Par un jugement n° 2004171 du 12 janvier 2021, le tribunal administratif de Rouen a, d'une part, annulé cet arrêté, d'autre part, enjoint au préfet territorialement compétent de délivrer à M. B... un titre de séjour dans le délai d'un mois à compter de la date de notification dudit jugement, enfin, mis à la charge de l'Etat le versement au conseil de M. B... A... la somme de 1 000 euros au titre de l'article 37 de la loi n° 91-647 du 10 juillet 1991.

Procédure devant la cour :

Par une requête, enregistrée le 22 février 2021, le préfet de la Seine-Maritime demande à la cour :

1°) d'annuler ce jugement ;

2°) de rejeter la demande présentée par M. B... devant le tribunal administratif de Rouen.

------------------------------------------------------------------------------------------------------

Vu les autres pièces du dossier.

Vu :

- la convention européenne de sauvegarde des droits de l'homme et des libertés fondamentales ;

- le code civil ;

- le code de l'entrée et du séjour des étrangers et du droit d'asile ;

- la loi n° 91-647 du 10 juillet 1991 ;

- le code de justice administrative.

Le président de la formation de jugement a dispensé le rapporteur public, sur sa proposition, de prononcer des conclusions à l'audience.

Les parties ont été régulièrement averties du jour de l'audience.
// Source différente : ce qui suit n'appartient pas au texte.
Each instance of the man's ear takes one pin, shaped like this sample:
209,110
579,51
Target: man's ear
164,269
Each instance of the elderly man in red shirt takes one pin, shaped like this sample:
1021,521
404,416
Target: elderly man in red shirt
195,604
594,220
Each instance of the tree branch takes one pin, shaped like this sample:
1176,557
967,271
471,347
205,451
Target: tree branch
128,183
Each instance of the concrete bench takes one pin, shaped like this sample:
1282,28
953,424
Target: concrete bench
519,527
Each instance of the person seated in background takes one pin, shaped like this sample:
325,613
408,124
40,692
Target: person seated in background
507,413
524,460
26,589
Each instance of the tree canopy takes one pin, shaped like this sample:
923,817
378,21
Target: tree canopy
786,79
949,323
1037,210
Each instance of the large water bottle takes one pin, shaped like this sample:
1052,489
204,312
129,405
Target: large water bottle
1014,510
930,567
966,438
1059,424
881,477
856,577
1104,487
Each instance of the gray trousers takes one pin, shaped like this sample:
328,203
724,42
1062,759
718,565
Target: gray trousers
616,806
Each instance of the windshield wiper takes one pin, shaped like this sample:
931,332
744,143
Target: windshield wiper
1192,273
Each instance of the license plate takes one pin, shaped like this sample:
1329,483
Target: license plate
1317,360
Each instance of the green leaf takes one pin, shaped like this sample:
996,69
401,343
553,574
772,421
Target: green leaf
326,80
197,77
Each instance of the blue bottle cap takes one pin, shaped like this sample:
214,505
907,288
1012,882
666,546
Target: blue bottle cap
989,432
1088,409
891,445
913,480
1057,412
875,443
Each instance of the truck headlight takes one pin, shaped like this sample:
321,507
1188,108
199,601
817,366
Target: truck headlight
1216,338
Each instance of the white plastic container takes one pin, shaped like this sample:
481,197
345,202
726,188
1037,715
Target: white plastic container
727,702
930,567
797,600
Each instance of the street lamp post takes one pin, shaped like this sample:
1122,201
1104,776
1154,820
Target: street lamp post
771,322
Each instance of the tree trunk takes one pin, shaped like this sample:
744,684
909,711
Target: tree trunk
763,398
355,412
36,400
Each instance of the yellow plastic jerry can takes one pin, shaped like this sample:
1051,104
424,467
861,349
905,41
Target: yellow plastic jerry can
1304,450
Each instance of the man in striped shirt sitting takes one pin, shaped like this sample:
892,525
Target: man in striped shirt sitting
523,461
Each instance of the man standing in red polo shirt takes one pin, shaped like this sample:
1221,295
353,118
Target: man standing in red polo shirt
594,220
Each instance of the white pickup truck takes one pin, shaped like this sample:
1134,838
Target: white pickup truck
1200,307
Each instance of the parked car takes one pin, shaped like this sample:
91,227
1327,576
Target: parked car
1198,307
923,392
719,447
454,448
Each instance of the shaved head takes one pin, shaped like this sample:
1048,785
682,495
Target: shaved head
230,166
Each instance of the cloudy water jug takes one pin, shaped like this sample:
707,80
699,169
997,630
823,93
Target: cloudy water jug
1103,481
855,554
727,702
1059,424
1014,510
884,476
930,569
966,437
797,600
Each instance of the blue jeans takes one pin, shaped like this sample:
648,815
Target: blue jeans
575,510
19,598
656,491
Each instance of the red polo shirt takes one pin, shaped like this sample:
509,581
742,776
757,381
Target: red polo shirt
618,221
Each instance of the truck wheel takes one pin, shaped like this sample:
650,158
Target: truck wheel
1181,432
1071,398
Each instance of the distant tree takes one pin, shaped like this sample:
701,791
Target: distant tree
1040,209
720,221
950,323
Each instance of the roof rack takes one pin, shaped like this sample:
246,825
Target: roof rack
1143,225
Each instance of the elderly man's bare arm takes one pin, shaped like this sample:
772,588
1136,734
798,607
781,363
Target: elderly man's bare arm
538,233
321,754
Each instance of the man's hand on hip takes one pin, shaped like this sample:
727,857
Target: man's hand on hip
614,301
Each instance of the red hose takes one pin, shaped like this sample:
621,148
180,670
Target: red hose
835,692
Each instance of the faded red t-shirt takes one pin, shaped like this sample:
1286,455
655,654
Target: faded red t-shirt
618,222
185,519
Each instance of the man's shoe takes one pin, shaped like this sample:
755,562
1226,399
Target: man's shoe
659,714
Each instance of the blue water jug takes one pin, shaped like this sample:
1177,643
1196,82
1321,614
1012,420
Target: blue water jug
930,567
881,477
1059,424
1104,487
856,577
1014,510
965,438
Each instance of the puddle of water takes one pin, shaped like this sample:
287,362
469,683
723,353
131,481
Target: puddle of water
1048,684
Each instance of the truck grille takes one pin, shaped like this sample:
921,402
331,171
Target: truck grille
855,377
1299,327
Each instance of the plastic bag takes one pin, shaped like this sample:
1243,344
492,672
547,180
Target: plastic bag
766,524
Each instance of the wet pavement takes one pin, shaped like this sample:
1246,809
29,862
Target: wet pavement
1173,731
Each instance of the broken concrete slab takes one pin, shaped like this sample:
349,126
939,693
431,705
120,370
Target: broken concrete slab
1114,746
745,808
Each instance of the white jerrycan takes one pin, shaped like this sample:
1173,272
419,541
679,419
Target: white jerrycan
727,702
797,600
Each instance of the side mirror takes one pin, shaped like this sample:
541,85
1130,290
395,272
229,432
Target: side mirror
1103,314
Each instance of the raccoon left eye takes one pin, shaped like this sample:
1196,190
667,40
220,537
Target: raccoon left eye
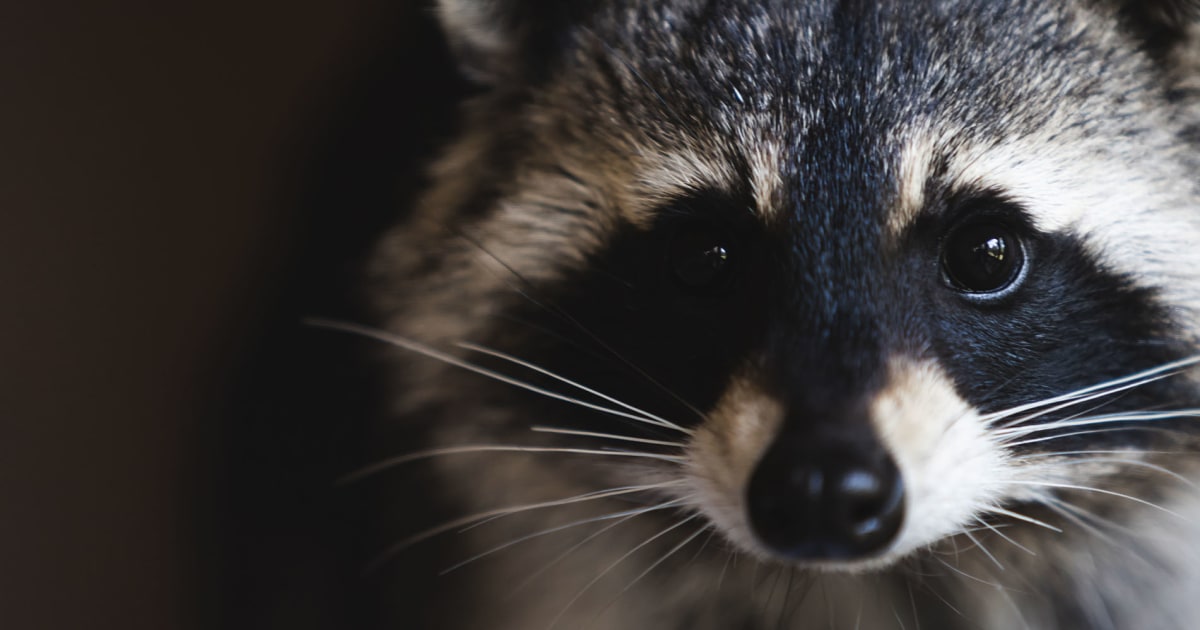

Le rapport de M. Mathieu Sauveplane, président assesseur, a été entendu, au cours de l'audience publique.

Considérant ce qui suit :

1. M. C... B..., se déclarant ressortissant guinéen né le 20 août 2001 à Boké (République de Guinée), est entré sur le territoire français le 3 novembre 2017, selon ses déclarations. M. B..., qui a été confié aux services de l'aide sociale à l'enfance par décision de justice du 24 janvier 2018, a présenté, le 29 juillet 2019, une demande tendant à la délivrance d'un titre de séjour sur le fondement du 7° de l'article L. 313-11 du code de l'entrée et du séjour des étrangers et du droit d'asile, de l'article L. 313-14 et de l'article L. 313-15 du même code. Par un arrêté du 31 juillet 2020, le préfet de la Seine-Maritime a refusé de lui délivrer le titre de séjour sollicité, lui a fait obligation de quitter le territoire français dans le délai de trente jours et a fixé le pays de renvoi. Par un jugement du 12 janvier 2021, le tribunal administratif de Rouen a, d'une part, annulé cet arrêté, d'autre part, enjoint au préfet territorialement compétent de délivrer à M. B... un titre de séjour dans le délai d'un mois à compter de la date de notification dudit jugement, enfin, mis à la charge de l'Etat le versement au conseil de M. B... A... la somme de 1 000 euros au titre de l'article 37 de la loi du 10 juillet 1991 relative à l'aide juridique. Le préfet de Seine-Maritime relève régulièrement appel de ce jugement.

2. Par le jugement attaqué, le tribunal administratif de Rouen a estimé que le préfet de Seine-Maritime ne pouvait pas, sans entacher sa décision d'erreur de droit, se fonder sur l'existence de liens de M. B... avec son pays d'origine, pour refuser de lui délivrer le titre de séjour sollicité. Le tribunal a également relevé que le préfet avait commis une erreur manifeste d'appréciation, eu égard notamment au suivi par M. B... d'une formation destinée à lui apporter une qualification professionnelle et de l'avis émis le 15 juillet 2019 par la structure d'accueil sur l'insertion de l'intéressé dans la société française.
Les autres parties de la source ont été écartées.